The speaker details methods for a rodent model study on how epigenetic mechanisms affect gene expression. The study assessed DNA methylation, gene transcription, and microRNA expression (22:10). Researchers found significantly more methylated areas in mice with SERT and stress factors. They also revealed an overlap in genes where transcription was affected by stress or SERT (24:10). MicroRNA had the same pattern, and the presence of maternal SERT diminished gene expression in response to stress exposure. Beversdorf posits that these responses are adapted to help offset the effects of stress but that this cannot be accomplished with SERT (26:00)

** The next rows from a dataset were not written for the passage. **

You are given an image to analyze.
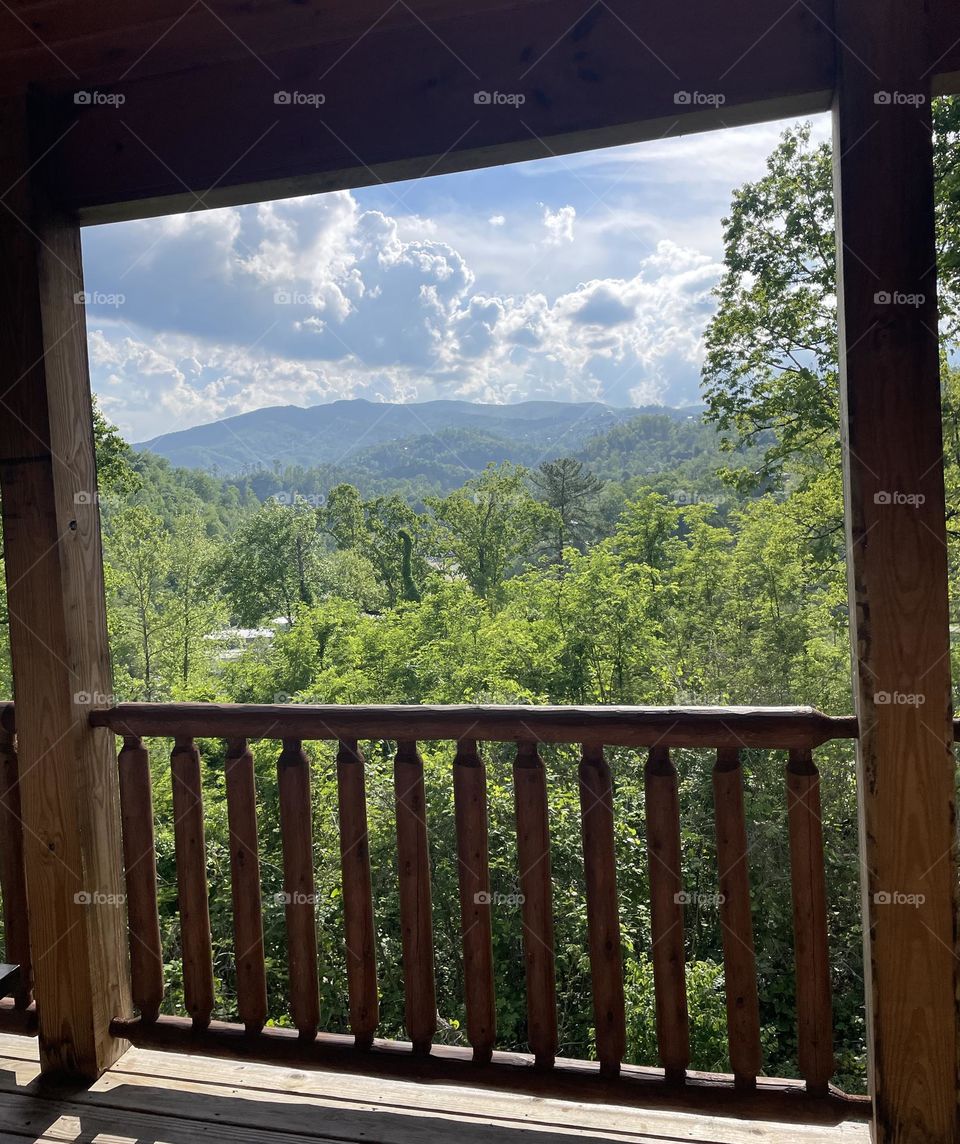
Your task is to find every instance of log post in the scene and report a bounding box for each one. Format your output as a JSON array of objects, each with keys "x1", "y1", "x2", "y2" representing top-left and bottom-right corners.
[
  {"x1": 834, "y1": 0, "x2": 960, "y2": 1144},
  {"x1": 0, "y1": 98, "x2": 130, "y2": 1078}
]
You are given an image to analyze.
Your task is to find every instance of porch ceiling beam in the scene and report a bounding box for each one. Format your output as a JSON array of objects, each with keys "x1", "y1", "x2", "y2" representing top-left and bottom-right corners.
[{"x1": 39, "y1": 0, "x2": 835, "y2": 223}]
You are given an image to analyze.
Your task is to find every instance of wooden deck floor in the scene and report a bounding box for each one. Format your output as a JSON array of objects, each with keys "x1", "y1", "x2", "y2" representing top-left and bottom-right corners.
[{"x1": 0, "y1": 1034, "x2": 870, "y2": 1144}]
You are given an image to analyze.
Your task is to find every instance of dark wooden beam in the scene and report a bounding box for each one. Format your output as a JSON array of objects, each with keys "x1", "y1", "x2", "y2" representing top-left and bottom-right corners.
[
  {"x1": 0, "y1": 0, "x2": 528, "y2": 94},
  {"x1": 37, "y1": 0, "x2": 834, "y2": 222},
  {"x1": 0, "y1": 100, "x2": 129, "y2": 1077},
  {"x1": 834, "y1": 0, "x2": 959, "y2": 1144},
  {"x1": 926, "y1": 0, "x2": 960, "y2": 95}
]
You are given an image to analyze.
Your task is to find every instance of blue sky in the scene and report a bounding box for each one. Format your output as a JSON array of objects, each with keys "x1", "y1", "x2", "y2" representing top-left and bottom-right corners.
[{"x1": 84, "y1": 117, "x2": 828, "y2": 440}]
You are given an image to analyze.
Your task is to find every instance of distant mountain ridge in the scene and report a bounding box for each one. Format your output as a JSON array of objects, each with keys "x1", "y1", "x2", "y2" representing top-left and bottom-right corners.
[{"x1": 134, "y1": 398, "x2": 699, "y2": 475}]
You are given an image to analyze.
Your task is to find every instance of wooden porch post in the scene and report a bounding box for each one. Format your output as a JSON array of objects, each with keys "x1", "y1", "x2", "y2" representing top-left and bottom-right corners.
[
  {"x1": 834, "y1": 0, "x2": 958, "y2": 1144},
  {"x1": 0, "y1": 100, "x2": 129, "y2": 1078}
]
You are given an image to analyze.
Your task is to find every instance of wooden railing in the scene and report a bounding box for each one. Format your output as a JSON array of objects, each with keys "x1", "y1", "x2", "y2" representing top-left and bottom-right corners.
[
  {"x1": 80, "y1": 704, "x2": 856, "y2": 1096},
  {"x1": 0, "y1": 704, "x2": 874, "y2": 1116}
]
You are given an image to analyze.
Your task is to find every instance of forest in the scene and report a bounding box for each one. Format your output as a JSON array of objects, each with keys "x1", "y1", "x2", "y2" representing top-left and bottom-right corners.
[{"x1": 0, "y1": 100, "x2": 960, "y2": 1091}]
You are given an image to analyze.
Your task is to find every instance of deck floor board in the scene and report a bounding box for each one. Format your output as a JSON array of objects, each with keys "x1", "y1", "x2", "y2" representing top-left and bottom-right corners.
[{"x1": 0, "y1": 1034, "x2": 870, "y2": 1144}]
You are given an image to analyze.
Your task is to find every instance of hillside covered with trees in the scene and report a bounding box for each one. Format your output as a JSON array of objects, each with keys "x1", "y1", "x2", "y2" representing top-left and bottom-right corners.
[{"x1": 0, "y1": 101, "x2": 960, "y2": 1090}]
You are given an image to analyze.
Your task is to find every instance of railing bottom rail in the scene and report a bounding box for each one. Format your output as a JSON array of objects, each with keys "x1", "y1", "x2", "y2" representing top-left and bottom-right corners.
[{"x1": 111, "y1": 1017, "x2": 871, "y2": 1125}]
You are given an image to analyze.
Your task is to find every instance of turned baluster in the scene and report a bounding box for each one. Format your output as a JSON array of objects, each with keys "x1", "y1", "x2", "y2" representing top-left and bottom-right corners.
[
  {"x1": 453, "y1": 739, "x2": 497, "y2": 1064},
  {"x1": 224, "y1": 739, "x2": 267, "y2": 1033},
  {"x1": 514, "y1": 742, "x2": 558, "y2": 1068},
  {"x1": 336, "y1": 739, "x2": 380, "y2": 1049},
  {"x1": 786, "y1": 748, "x2": 833, "y2": 1096},
  {"x1": 713, "y1": 748, "x2": 761, "y2": 1089},
  {"x1": 394, "y1": 742, "x2": 437, "y2": 1055},
  {"x1": 579, "y1": 746, "x2": 627, "y2": 1077},
  {"x1": 645, "y1": 747, "x2": 690, "y2": 1085},
  {"x1": 117, "y1": 734, "x2": 164, "y2": 1024},
  {"x1": 277, "y1": 739, "x2": 320, "y2": 1040},
  {"x1": 170, "y1": 736, "x2": 214, "y2": 1030}
]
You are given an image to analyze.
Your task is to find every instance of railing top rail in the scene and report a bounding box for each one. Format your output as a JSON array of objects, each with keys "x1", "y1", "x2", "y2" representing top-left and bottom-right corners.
[{"x1": 84, "y1": 704, "x2": 857, "y2": 748}]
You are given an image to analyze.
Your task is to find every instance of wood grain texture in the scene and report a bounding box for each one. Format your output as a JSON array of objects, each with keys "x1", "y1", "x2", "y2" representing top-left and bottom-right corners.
[
  {"x1": 786, "y1": 750, "x2": 833, "y2": 1096},
  {"x1": 336, "y1": 740, "x2": 380, "y2": 1048},
  {"x1": 453, "y1": 739, "x2": 497, "y2": 1064},
  {"x1": 394, "y1": 740, "x2": 437, "y2": 1056},
  {"x1": 223, "y1": 739, "x2": 267, "y2": 1033},
  {"x1": 579, "y1": 747, "x2": 627, "y2": 1077},
  {"x1": 117, "y1": 734, "x2": 164, "y2": 1023},
  {"x1": 644, "y1": 747, "x2": 690, "y2": 1083},
  {"x1": 0, "y1": 93, "x2": 130, "y2": 1077},
  {"x1": 514, "y1": 740, "x2": 558, "y2": 1068},
  {"x1": 108, "y1": 1017, "x2": 870, "y2": 1125},
  {"x1": 37, "y1": 0, "x2": 835, "y2": 222},
  {"x1": 834, "y1": 0, "x2": 960, "y2": 1144},
  {"x1": 277, "y1": 739, "x2": 320, "y2": 1040},
  {"x1": 90, "y1": 704, "x2": 857, "y2": 748},
  {"x1": 0, "y1": 706, "x2": 33, "y2": 1009},
  {"x1": 0, "y1": 1034, "x2": 870, "y2": 1144},
  {"x1": 713, "y1": 749, "x2": 762, "y2": 1088},
  {"x1": 170, "y1": 737, "x2": 214, "y2": 1030}
]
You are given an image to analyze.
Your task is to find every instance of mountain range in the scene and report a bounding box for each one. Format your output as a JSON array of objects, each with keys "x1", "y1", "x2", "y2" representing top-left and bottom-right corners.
[{"x1": 134, "y1": 398, "x2": 699, "y2": 475}]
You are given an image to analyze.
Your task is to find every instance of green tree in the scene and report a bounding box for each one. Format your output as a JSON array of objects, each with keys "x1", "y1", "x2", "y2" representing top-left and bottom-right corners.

A clinical investigation of these findings showed distinct blood patterns between stress versus no stress groups. The presenter discusses the overlap of what’s happening in the blood of mothers of autistic children and what was found in rodent models. He concludes that genes are significantly affected by both stress and maternal genotype and wonders at how they are involved in both pathways (27:10). Beversdorf highlights that microRNA are heavily regulated by dopamine, which should be a focus of future research (29:29). Future directions for research should also include maternal antibodies and the intersection of stress and immunity. The presenter gives thanks and acknowledgments before the Q&A (34:15)

Published: 06/06/2018

Dr. Beversdorf graduated from Indiana University and completed Neurology residency at Dartmouth. After his fellowship in Behavioral Neurology at University of Florida, he joined the Ohio State University faculty. He has published on memory disorders, autism, cognitive neuroscience, fMRI, neurpsychopharmacology and drug addiction. He joined the University of Missouri (Radiology, Neurology, Psychology and the Thompson Center) to focus on autism, with particular interest in pharmacofMRI as a potential treatment marker, and gene/stress interactions in autism.